With each project in cities as diverse as San Francisco, San Diego, Portland, Seattle and Los Angeles, different "secrets" lurked beneath the water.

He remembers a Waikiki taxi driver joking to passengers that the otherwise beautiful and idyllic silver ribbon of Ala Wai was filled with grocery carts, refrigerators — and tourists!

That expectation stuck in Mahnke's mind.

It seemed to be a common theme among local folks, he said. "Everyone's first question: 'And, bodies?' "

"I'm curious about this preoccupation with bodies ... It makes me concerned about living here," he joked.

But no bodies have turned up. No refrigerators. And no tourists.

Basketballs are the real story. "After the first (big) rain, you wouldn't believe the number of balls washing into the canal," he said.

"You could walk across" the assortment of everything from basketballs and volleyballs to ping pong and beach balls, said Mahnke.

There are plenty of grocery carts, as many as a dozen some days, he said. Tires have been the most common find, though.
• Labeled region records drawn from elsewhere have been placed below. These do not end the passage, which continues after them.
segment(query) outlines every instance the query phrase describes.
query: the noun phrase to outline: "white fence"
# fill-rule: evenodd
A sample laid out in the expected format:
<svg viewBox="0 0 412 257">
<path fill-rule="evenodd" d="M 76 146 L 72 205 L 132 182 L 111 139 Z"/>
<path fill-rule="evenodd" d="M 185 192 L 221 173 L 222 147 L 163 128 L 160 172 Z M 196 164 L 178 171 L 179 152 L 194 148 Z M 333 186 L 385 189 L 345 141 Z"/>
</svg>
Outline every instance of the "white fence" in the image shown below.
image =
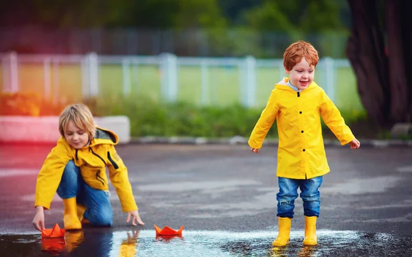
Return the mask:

That's their largest problem, Mahnke said.

Among the more unexpected problems are metal crab and fish traps. "We actually have to cut those off our propellers," Mahnke said.

Except for two spectacular finds — a giant shrimp and thick layers of tilapia — Mahnke deems the project "actually sorta boring."

When finished in July, the approximately year-long dredging project will actually leave a canal-within-a-canal, a 150-foot-wide central channel, with shallower depths near the walls to preserve their structural integrity.

The project, Mahnke explained, is more correctly sifting and sorting, than dredging. While the mud is easily scooped and taken to an EPA-approved dump spot four miles off the reef runway, debris in it must be sifted, washed and sorted into various types. Tree trunks and biodegradable materials go to landfills. Tires are taken for recycling at Campbell Industrial Park. The operation is driven not by volume (of dredged material), but by cost and time for sorting, Mahnke said.

He said the once-controversial project has faded into part of daily life and out of public consciousness, except perhaps for passers-by flashing appreciative "shakas."

Jim Ferris of the Hawaii Yacht Club praised the project in a recent letter to the editor, saying the double scows bearing sludge move quietly and slowly, giving lee to junior sailors at the two nearby yacht clubs and Friday-night canoe racers. Ferris described the comings and goings of scow and tug as "almost entertaining."

One elderly Waikiki high-rise dweller agrees, but does have one complaint: As the barge moves farther down the canal, she can no longer watch the goings-on.

She's lost her daily entertainment.

The Advertiser's Wade Kilohana Shirkey is kumu of Na Hoaloha O Ka Roselani No'eau halau. He writes on Island life.